La qualità dell’aria si apriva con la presa d’atto di una letteratura all’ultima chiamata, in un contesto culturale e politico sentito come insoddisfacente, per  raccontare i primi anni Zero («[…] seppure il contesto invitasse al rifiuto assoluto o alla narcolessia, avevamo una responsabilità: raccontarlo questo tempo»)[1]. Nel segno di una militanza non integrata, anzi in qualche modo fiera della propria disgregazione marginale, i racconti di La qualità dell’aria si proponevano di scendere sul terreno della storia presente, provando a rovesciare le fondamenta retoriche della cronaca e a illuminarne i punti vuoti. La vocazione programmatica dell’antologia era d’intervento e rivelava il bisogno di «raccontare un mondo lasciato a se stesso oppure così demenzialmente rappresentato da telegiornali e fiction della domenica» (p. 6), con tutti i pregi e i difetti che ciò può comportare. Dieci anni dopo, rimane il desiderio di strappare il terreno del racconto alle narrazioni dei mass-media, nonché di sciogliere gli stereotipi piagnoni sull’Italia, «sfondo mesto per la sociologia con la lacrimuccia e il rimbrotto della tv del pomeriggio»[2]. Ma a parte la ripresa, l’auspicio palese nell’Età della febbre è quello di non prestarsi più al gioco di allora, doveroso e un po’ costrittivo, di rendere al lettore «la precisa densità di questa nostra aria, attraversata da polveri sottili e soffocanti, ma anche da improvvise correnti liberatorie» (QA, p. 8): la sfida non è raccolta e rende L’età della febbre un’antologia interessante nelle sue ritrosie e nei suoi contorcimenti discorsivi. Così, appena chiuso il libro, ho avuto l’impressione di trovarmi di fronte al caso raro di un’antologia indirizzata a una rinuncia di intenti e impegni, che guarda in alto, con onestà, a un disagio di sentore montaliano («La verità è che sapevamo molto bene solo quello che non volevamo», p. 7), e che ha lasciato sullo sfondo i temi centrali del suo antenato diretto. Nella Qualità dell’aria i temi erano delineati con una qualche precisione, se Raimo e Lagioia potevano sintetizzare:

Ogni ombelico di scrittore era stato dimenticato per lasciare la luce dell’occhio di bue a: il fatuo e ridicolo capitalismo italiano, le bravate degli estremisti neri degli anni Settanta, la sinistra diventata un approdo tra mille altri, la pubblicità sulle prime reti private, le vocazioni ambientaliste, la volontà di potenza del pensiero occidentale, le occasioni mancate e forse mai avute nel passaggio tra prima e seconda repubblica, le linee d’ombra, i terrorismi, il precariato intellettuale, i viaggi della speranza e della disperazione, la macchina implausibile del controllo globale, lo strazio del sentirsi troppo attuali, lisergie, nomadismi, etiche passe-partout, conflitti shakespeariani. (p. 7)

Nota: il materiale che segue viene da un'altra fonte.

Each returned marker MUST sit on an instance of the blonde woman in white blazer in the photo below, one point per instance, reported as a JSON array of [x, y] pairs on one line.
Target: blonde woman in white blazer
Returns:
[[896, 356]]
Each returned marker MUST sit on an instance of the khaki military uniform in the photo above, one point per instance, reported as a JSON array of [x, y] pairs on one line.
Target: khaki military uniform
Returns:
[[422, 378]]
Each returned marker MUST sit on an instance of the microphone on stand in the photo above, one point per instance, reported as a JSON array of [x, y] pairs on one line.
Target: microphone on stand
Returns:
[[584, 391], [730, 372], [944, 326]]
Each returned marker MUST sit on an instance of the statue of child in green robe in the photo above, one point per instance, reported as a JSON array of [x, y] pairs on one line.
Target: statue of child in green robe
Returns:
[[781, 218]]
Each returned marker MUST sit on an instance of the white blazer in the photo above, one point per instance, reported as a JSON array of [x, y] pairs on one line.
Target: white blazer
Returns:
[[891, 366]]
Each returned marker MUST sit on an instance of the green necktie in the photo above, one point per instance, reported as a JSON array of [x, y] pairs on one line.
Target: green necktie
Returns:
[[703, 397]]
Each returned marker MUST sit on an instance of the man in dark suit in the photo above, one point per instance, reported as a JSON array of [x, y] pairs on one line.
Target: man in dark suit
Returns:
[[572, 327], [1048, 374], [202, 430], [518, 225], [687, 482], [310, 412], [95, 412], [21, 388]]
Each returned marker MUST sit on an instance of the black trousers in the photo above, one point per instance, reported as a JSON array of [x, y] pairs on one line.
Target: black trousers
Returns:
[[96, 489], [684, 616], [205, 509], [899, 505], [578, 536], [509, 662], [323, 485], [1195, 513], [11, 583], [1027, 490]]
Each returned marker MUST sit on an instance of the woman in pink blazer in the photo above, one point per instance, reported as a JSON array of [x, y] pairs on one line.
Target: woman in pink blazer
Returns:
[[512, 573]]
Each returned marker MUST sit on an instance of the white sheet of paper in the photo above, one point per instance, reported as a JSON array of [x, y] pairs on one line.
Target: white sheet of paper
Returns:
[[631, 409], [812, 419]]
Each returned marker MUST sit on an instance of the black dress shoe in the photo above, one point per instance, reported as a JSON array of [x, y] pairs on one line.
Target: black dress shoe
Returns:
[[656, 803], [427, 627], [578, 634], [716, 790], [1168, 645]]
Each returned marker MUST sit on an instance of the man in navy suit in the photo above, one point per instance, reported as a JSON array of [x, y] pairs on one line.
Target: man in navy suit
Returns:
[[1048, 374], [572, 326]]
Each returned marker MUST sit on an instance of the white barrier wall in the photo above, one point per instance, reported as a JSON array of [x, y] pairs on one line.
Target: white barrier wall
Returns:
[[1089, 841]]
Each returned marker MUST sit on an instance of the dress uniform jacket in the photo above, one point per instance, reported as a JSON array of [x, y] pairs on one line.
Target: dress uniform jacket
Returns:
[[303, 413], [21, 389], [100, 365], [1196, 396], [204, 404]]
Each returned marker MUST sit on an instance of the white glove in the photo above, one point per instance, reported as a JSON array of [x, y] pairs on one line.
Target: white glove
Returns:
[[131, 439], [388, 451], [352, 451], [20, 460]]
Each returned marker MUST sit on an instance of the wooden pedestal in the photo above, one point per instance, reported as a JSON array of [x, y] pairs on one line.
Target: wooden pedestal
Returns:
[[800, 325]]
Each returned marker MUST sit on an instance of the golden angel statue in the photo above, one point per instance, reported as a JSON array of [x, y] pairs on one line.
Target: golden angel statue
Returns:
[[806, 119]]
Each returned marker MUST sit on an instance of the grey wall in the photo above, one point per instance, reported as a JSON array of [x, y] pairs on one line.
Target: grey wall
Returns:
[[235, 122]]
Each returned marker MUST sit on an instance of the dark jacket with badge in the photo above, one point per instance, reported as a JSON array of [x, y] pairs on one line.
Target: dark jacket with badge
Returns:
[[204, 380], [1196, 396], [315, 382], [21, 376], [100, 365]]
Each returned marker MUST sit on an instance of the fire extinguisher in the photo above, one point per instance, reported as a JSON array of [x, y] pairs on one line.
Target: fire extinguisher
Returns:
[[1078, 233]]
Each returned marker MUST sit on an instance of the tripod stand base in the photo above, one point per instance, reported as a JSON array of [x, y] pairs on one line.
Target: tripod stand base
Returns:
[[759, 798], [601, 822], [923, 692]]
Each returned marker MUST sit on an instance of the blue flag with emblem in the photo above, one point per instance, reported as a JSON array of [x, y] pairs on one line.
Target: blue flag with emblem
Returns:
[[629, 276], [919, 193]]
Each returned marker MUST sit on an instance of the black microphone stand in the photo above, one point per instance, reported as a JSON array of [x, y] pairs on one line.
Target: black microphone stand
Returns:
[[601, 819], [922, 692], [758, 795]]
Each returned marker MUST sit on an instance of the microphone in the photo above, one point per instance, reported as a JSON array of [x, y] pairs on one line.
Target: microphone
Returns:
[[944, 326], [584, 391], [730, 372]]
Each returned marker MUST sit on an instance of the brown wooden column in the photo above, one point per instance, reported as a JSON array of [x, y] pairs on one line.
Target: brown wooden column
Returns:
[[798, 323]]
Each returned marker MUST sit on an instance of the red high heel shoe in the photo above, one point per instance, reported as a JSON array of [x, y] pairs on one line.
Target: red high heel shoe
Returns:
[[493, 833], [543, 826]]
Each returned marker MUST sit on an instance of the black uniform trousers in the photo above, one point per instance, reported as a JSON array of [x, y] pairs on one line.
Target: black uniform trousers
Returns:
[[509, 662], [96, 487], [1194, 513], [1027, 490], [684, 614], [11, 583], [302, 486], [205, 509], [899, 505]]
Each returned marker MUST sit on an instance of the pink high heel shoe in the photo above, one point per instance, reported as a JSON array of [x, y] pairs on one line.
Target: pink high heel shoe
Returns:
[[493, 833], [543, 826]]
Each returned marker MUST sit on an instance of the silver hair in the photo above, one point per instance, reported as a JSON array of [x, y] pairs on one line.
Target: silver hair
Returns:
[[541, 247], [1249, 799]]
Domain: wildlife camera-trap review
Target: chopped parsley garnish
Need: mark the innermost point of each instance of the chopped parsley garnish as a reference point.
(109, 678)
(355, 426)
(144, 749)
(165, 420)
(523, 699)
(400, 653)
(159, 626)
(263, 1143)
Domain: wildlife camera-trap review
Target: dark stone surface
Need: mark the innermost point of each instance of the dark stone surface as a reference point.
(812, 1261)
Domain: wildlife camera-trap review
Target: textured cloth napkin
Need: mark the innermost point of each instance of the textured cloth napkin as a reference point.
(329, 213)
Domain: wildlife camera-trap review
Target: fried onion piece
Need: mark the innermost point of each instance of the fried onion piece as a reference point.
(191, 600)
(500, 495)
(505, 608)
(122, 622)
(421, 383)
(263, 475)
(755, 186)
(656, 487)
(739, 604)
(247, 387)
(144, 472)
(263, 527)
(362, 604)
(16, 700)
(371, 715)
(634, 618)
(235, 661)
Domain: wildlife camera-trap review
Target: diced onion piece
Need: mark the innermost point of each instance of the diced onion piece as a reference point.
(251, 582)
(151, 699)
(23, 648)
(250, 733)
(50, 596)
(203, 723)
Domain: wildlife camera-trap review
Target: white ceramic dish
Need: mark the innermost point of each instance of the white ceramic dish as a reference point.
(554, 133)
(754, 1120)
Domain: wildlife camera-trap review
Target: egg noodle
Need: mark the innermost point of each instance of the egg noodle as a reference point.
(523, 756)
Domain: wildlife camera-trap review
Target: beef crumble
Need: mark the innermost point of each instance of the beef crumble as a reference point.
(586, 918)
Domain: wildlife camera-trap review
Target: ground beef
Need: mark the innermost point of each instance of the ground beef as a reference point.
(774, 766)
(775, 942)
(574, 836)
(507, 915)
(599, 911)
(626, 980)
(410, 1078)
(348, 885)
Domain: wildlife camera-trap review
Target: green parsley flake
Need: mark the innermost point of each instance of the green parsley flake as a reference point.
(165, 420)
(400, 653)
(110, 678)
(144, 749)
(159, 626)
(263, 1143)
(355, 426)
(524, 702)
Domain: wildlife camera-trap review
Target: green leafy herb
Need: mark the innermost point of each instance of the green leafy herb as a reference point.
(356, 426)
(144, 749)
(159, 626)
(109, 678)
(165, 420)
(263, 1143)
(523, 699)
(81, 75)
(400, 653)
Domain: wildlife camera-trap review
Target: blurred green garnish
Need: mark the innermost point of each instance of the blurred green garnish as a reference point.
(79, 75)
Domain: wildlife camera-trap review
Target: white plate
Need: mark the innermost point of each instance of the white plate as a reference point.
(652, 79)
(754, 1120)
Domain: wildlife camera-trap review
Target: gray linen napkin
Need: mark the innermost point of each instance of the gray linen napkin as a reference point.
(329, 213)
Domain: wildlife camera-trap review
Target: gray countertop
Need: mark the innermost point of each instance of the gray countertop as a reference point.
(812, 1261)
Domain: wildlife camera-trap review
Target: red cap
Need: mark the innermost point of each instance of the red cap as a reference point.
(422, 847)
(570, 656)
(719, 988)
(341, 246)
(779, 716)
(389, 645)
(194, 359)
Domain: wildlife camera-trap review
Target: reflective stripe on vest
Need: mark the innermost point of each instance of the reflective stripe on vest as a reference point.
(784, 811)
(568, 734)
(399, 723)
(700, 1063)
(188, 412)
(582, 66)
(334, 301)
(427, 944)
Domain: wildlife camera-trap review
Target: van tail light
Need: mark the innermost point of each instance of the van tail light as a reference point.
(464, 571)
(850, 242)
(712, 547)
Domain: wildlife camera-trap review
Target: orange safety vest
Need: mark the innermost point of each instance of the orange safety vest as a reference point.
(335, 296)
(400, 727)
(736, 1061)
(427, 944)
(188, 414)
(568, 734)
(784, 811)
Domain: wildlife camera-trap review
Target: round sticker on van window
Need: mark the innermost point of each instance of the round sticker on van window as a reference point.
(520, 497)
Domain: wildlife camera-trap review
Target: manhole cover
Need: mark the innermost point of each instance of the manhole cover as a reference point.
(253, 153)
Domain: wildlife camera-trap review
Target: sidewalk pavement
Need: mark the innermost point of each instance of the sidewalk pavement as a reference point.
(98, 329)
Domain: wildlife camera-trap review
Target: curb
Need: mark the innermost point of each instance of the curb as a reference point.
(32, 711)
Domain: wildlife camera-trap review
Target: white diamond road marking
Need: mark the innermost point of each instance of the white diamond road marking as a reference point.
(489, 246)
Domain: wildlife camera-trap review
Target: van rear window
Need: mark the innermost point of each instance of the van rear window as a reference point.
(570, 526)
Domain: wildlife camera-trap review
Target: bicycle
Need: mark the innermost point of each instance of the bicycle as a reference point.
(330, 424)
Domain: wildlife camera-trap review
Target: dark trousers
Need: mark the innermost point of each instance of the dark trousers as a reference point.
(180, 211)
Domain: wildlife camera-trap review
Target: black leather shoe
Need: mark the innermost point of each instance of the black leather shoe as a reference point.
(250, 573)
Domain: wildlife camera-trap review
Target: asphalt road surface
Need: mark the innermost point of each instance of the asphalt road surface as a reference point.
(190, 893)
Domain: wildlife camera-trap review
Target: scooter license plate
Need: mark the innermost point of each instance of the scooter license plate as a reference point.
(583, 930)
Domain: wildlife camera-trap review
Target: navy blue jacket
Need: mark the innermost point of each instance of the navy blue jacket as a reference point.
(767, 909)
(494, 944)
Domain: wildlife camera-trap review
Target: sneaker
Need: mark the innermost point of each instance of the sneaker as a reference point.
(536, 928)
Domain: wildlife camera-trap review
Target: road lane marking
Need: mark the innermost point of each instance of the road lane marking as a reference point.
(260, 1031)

Niente di tutto questo nell’Età della febbre, che rinnega alcuni presupposti del modello da subito: «Cogliere il presente è oggi un imperativo morale e un’ossessione continua» (p. 5). Allo sforzo dell’istantanea si sostituisce la volontà della pittura in studio, anche se non parliamo mai di affreschi o vedute a volo d’uccello, quanto invece di piccoli quadri d’interno, dotati di unità atmosferica e toni vividi, concentrati su poche figure a volte solo schizzate. La predilezione non è più per chi milita o attraversa scorticato il presente, ma per chi è rimasto indietro e non mostra di volersi, o potersi, rimettere a pari (quindi, traslando sugli orizzonti biografici degli scrittori, per i precari, per i disoccupati o per chi, nel mezzo, si trascina nello studio, da un master a un Erasmus). Il presentimento dominante, quello di «non riuscire a tenere il passo», fa il paio con l’aria di transizione che si respira nei racconti come nelle parole di Raimo e Gazoia: in un’età della crisi, dove non resta che constatare le proprie estraneità rispetto a un mondo che non dà nemmeno la soddisfazione di mostrarsi ostile, è difficile guardare in giro, osare, mentre viene più naturale rivolgersi a se stessi e fare della crisi l’oggetto stesso della letteratura.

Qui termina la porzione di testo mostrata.